Joe Anderson: Why I resigned from the Northern Powerhouse Partnership

Liverpool Lime Street station, 2008. Image: Getty.

The Labour mayor of Liverpool has a few choice words for Chris Grayling.

I resigned from the board of the Northern Powerhouse Partnership this week. I just didn’t see the point of continuing when it is now crystal clear the government isn’t committed to delivering the step-change in rail investment in the North that we so desperately need. Without it, the Northern Powerhouse will remain a pipedream.

Local government leaders like me have been left standing at the altar for the past three years. The research is done. The case has been made. Time and again we’ve been told to be patient – the money is coming.

Well, we’ve waited long enough.

The only thing left is for the transport secretary to come up with the cash. I’m not holding my breath, so I’m getting on with my day job.

There’s a broader point here. Rail policy has been like a roller-coaster in recent years. It soars and loops, twisting and turning, without a clear, committed trajectory. There is no consistency – or fairness. When London makes the case for Crossrail, it’s green-lit. When we make the same case for HS3 – linking the key Northern cities – we are left in Whitehall limbo.

Just look at the last week. First we had the protracted resignation of Sir Terry Morgan as Chairman of HS2 Ltd. Just when we need to see firm leadership and focus we have instead been offered confusion and division. His successor, Allan Cooke, said that HS2 Ltd is “working to deliver” services from London to Birmingham – the first phase of the line – from 2026, “in line with the targeted delivery date”. (“In line?”)

Just when HS2 finally looked like a done deal, we have another change at the top and promises about delivery are sounding vaguer. Rumours of delays and cost over-runs abound.

Some would like to see the case for HS2 lose out to HS3, the cross-Pennine east-west line. This is a bit like asking which part of a train is more important: its engine, or its wheels. We need both HS2 and HS3. We are currently left trying to build the fourth industrial revolution on infrastructure from the first.

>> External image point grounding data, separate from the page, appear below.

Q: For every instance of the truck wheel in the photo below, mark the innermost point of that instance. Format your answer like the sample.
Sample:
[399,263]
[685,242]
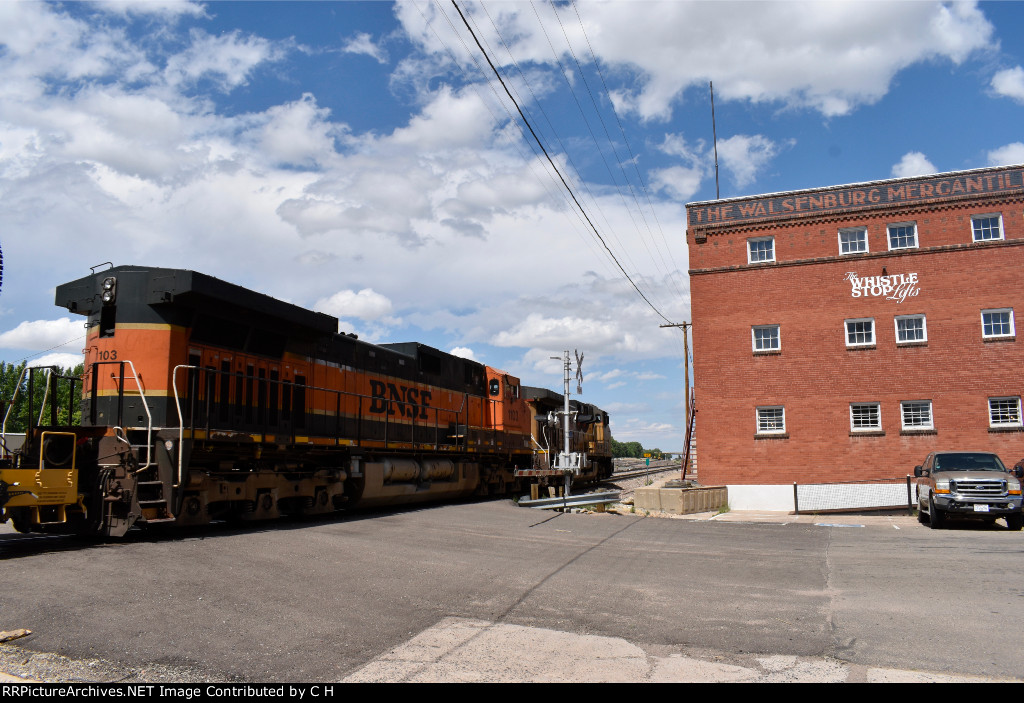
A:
[936,519]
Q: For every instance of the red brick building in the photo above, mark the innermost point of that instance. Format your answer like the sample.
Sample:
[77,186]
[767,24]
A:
[842,334]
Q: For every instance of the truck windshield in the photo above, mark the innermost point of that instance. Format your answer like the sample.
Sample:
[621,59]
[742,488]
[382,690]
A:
[969,460]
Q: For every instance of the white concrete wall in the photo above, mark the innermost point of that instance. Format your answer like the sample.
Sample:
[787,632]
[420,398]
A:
[838,496]
[761,497]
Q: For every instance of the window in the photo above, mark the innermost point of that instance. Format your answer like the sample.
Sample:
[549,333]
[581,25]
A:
[761,250]
[997,322]
[903,235]
[1005,411]
[986,227]
[771,421]
[910,328]
[859,333]
[865,418]
[766,338]
[853,240]
[916,414]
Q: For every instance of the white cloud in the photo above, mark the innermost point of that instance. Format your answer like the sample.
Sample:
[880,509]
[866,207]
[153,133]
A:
[830,57]
[298,133]
[363,43]
[57,359]
[679,182]
[744,156]
[1009,155]
[912,164]
[44,335]
[1010,83]
[539,331]
[228,58]
[366,305]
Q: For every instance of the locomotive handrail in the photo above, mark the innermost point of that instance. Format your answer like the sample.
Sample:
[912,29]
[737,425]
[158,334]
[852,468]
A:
[17,389]
[42,406]
[121,392]
[181,422]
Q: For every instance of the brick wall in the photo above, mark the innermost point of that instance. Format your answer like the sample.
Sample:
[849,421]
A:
[815,376]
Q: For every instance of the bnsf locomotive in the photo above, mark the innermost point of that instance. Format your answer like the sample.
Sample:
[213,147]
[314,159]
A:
[204,400]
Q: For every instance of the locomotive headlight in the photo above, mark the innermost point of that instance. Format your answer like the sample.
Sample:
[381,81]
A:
[110,290]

If we are ever to equip our country with the ability to meet rising customer and freight demand, improve connectivity between our major conurbations and deliver the vision of the Northern Powerhouse, then we need the key infrastructure in place to do that.


There are no shortcuts. Ministers clearly believe there are. The second piece of disappointing news is that officials at the Department for Transport have already confirmed to the freight industry that any HS3 line will not be electrified, the Yorkshire Post reports.

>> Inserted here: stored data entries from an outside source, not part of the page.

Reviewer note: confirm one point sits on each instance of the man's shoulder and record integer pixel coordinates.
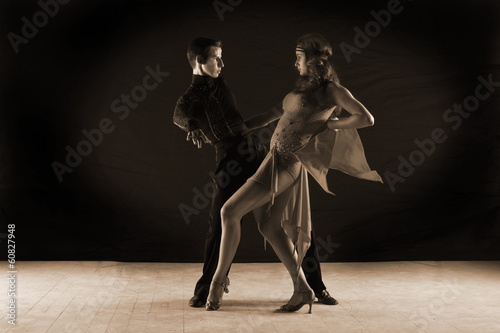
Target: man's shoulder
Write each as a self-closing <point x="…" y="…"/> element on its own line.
<point x="190" y="96"/>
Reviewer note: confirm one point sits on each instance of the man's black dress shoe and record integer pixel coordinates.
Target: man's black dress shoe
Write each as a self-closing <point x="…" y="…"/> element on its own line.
<point x="325" y="298"/>
<point x="197" y="302"/>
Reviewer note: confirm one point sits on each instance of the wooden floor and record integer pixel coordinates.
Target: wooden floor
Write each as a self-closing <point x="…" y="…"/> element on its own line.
<point x="152" y="297"/>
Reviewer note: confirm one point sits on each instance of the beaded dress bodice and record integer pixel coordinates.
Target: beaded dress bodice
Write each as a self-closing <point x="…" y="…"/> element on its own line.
<point x="300" y="121"/>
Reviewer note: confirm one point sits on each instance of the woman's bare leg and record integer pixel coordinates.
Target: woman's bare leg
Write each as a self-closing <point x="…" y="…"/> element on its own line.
<point x="249" y="197"/>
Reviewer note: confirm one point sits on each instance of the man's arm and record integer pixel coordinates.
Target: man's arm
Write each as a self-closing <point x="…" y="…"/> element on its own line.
<point x="360" y="116"/>
<point x="183" y="117"/>
<point x="263" y="119"/>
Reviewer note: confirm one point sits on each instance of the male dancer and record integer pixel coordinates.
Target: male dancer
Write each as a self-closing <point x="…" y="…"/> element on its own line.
<point x="207" y="111"/>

This is a classic false economy. The renaissance of the Liverpool Dockside – now called Superport – is undergoing a £1bn investment, enabling it to service 95 per cent  of the world’s largest container ships, opening up faster supply chain transit for at least 50 per cent  of the existing UK container market. Why squander this immense opportunity with a cut-price rail system?

Without the proper infrastructure, the North of England will never fulfil its potential, leaving our economy lop-sided and under-utilised for another generation. This is not provincial jealousy. Building a rail network that’s fit for purpose for both passenger and freight will remove millions of car journeys from the road and make our national economy more productive. It will also be cleaner, cheaper and more reliable. Our European neighbours have long understood the catalytic effect of proper connectivity between cities.

Similarly, linking together towns and key cities across the North of England is a massive prize that will boost growth, create jobs and provide a counterweight to Greater London, easing pressures on the capital and building resilience into our national economy.

To realise this vision, we need the finance and political commitment. Confirmation that the government is pushing ahead with HS3 – as well as HS2 – is now sorely needed.

With Brexit looming and all the uncertainly it brings in its wake, it is even more pressing to have clarity around long-term investment decisions about our critical infrastructure. Given the investment, the North will seize the chance.

But until ministers are serious, I have a city to run.

Joe Anderson is the elected Labour mayor of Liverpool.